At one point during a behind-the-scenes video about the making of No Color, Dodos frontman Meric Long is hunched over a vibraphone, screaming facedown into its metal planks while a mic in the adjoining room records the tinny echoes of his yelps. He looks like a crazy person. It's good to see The Dodos back to their old ways.
"Rattle-folk" became a popular term among music writers trying to describe the sound of the band's first two albums. It was a frustratingly meaningless term, a purportedly tidy summation of something not easily summed up. But despite the vagueness of the press they were receiving, one thing was certain: The band's wild, sweet mess of foot stomping, fingerpicking and frantic drum clatter made for some seriously invigorating two-man pop. Somewhat disappointingly, a lot of the "rattle" that made those records so special was squeezed out of their last album, 2009's Time to Die. Their knack for complex melody and their notable technical prowess remained intact, but at the hand of famed indie rock producer Phil Ek, the songs were tied into such neat little packages that you almost didn't even notice them. This brings us to No Color, with Long face planted into a vibraphone, squawking away.
When it came time to record, they reunited with Beware of the Maniacs and Visiter producer John Askew to collaborate behind the boards. In a back-to-basics approach for a live-it-and-breathe-it kind of band, they holed themselves up in the studio for two months with, according to their Twitter feed, "every instrument known to man." It was a post-production decision to rid the album almost entirely of the vibraphone (and the vibraphonist) they were so excited about on Time to Die that really took them back to their basics though, operating again as a duo. Given the self-imposed restrictions of their setup—a guitar player without a pick, a drummer without a kick drum, a band without a bass player, writing dancey pop songs without synths—the two guys on board are going to have to work harder than a band with more members to produce their sound. And so they do—putting the band's visceral energy at the forefront.
For the first time ever, Long uses an electric guitar as his primary instrument, but its slight sheen is warmed by all the sonic oddities dropped into nearly every fold—this is where those tinny echoes from his vibraphone experiment come into play, or, say, the subtle flamenco twang in "Companions"—and it certainly doesn't hurt having Neko Case's distant backing vocals on every other song. Playing an electric rather than an acoustic serves to downplay the botched, warts-and-all charm of their early material in favor of more precise-sounding compositions. Again, though, it's a self-inflicted restriction that saves them from sounding sterile: Long still opts to fingerpick, giving the recording a slightly jagged quality that wouldn't be there if he used a standard pick. They're making an awful lot of noise, but it hits on a primal, intimate level.
The front half of the album is particularly huge-sounding, full of chattering, on-the-rim thwacks and untamed riffs, but the bigness that the Dodos achieve here is not anthemic in a theatrical, Arcade Fire kind of way or of the Animal Collective build-and-release variety.

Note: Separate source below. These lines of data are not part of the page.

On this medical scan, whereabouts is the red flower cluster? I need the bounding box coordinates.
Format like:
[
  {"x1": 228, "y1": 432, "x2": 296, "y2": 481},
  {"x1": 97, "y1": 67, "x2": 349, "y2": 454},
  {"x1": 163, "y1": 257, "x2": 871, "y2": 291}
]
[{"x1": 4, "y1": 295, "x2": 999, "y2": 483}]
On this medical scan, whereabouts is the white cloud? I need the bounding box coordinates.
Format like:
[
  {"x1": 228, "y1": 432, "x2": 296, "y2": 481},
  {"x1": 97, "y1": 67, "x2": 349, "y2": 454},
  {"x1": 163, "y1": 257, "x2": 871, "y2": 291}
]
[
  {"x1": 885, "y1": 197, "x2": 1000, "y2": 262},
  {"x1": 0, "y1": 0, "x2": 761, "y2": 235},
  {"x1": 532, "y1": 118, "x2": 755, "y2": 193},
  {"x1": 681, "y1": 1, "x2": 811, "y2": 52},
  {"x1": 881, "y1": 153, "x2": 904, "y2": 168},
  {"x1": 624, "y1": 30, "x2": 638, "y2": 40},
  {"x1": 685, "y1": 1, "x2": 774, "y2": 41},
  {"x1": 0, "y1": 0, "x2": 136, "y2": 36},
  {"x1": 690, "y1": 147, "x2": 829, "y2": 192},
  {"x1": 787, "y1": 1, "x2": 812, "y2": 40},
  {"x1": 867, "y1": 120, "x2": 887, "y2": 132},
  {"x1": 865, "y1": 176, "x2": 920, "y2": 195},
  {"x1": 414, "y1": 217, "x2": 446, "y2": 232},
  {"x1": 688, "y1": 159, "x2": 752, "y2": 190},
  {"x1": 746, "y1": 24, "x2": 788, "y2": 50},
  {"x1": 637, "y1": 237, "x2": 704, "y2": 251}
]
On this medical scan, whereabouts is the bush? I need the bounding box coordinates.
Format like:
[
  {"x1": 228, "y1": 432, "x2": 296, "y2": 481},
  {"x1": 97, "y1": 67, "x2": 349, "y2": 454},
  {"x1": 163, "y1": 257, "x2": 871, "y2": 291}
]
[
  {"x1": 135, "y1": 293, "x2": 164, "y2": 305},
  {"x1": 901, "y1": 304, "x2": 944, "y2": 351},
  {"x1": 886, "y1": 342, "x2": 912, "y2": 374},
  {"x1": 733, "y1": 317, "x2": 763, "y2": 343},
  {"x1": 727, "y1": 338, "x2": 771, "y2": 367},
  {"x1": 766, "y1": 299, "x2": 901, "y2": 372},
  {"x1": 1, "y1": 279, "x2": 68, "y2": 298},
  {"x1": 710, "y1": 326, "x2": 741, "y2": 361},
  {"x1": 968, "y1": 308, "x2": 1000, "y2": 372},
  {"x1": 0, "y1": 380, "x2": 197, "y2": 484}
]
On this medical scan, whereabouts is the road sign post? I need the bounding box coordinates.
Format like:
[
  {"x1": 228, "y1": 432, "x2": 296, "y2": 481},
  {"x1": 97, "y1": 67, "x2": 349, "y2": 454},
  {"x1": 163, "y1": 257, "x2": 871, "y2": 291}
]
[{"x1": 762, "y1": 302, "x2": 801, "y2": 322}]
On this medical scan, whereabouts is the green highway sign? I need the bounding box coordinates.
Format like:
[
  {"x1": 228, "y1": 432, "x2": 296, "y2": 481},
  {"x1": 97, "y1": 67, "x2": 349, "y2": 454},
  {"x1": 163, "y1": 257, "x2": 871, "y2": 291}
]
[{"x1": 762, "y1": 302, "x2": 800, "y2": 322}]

Tracks like "Good" and "When Will You Go" come off like evolved jam sessions, capturing a certain instantaneous expression that could only be possible with Long and drummer Logan Kroeber having played together for so many years. The guitar riffs and drum rhythms are tightly interlocked, but there's a pulsing back-and-forth between them, too.

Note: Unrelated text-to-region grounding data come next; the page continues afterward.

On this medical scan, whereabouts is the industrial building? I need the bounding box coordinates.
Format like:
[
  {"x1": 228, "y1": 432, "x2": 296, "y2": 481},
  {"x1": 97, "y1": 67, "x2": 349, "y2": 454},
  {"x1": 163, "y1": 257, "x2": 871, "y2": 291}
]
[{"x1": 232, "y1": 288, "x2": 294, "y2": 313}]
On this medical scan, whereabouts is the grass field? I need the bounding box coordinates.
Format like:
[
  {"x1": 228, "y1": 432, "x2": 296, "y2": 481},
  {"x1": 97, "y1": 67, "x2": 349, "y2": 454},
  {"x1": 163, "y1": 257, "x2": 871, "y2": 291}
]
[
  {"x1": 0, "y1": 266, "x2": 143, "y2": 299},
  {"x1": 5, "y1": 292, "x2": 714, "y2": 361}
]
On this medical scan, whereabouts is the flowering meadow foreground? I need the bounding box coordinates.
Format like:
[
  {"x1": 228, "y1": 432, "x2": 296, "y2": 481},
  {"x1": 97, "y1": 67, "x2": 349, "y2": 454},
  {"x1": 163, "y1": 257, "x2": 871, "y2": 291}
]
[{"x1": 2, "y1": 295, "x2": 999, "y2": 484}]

Maybe the best thing about No Color is that it never seems to aim for grandeur. It just happens. "Going Under" starts off likably enough: Long is in wounded-boy mode, his vocals riding the wave of Kroeber's bobbing drums. "You're getting good at giving up/this ship is going under, going under, going under," he sings. But then, just as he's done so many times in the past, he lets out a guttural bark about halfway through, calling on the drums to engulf everything else while the ever-present whir of cymbals periodically turns to crashes. Long's vocals literally start going under the racket, but then, for no real apparent reason, he starts cooing like a bird, nonchalantly tossing off the weight of the world. Their willingness to throw caution to the wind and just go for it—whether "it" means mimicking a winged animal, screaming into a vibraphone, or just banging the shit out of drums—allows them to reach an intensity that matches a band three times their size. The Dodos' uncalculated eagerness is not lost in a current indie rock landscape where exerting so much effort is not in fashion, and maybe never has been. No Color is a kicking and screaming accusation against those jaded attitudes, well-mannered arrangements and contentment with simplicity. And the best part is, The Dodos might not even mean it to be.